Archivo de voz «El Encuentro»

Dosmildoce estudió minuciosamente su cara en el espejo.  Esperaba, como un cazador, sorprender el indicio de algún cambio en su cuerpo, en su piel, en el todo en el cual se reconocía como ser humano. El juicio matinal que se hacía, había sido, durante toda su vida, encarnizado.  No había piedad en el análisis del terreno que escaneaban sus ojos aterrados.  Buscaba el germen de la madurez que temía como una enfermedad contagiosa, de la cual podría, seguramente, desembarazarse de descubrirlo a tiempo. Cada mañana, una vez pasado este examen minucioso, respiraba más tranquilo, ya que jamás había descubierto, hasta hoy, al responsable visible de lo que consideraba el temible pecado de envejecer.
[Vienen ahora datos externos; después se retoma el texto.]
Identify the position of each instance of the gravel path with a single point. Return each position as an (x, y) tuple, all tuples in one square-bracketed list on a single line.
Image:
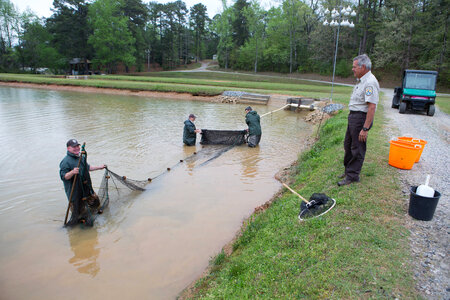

Hoy había encontrado algo diferente, algo que, del otro lado del espejo, le había devuelto una imagen cambiada imperceptiblemente.  Presa del miedo, había encendido todas las luces y se había aproximado, se diría que hasta con ira, al espejo, como si éste le hubiera traicionado, finalmente, después de tantos años de intimidad compartida. Pero no consiguió acorralar el pliegue, la arruga o la sombra culpables de esta sensación de ser otro, un hombre más viejo que el que había sido ayer.  De cerca, todo parecía normal.  La piel seguía lisa al tacto, no tenía ojeras debajo de los ojos, las mejillas eran sedosas pero muy masculinas, la mandíbula y el hoyuelo de la barbilla tan seductores como siempre.  ¿Qué había pasado? ¿Cuándo?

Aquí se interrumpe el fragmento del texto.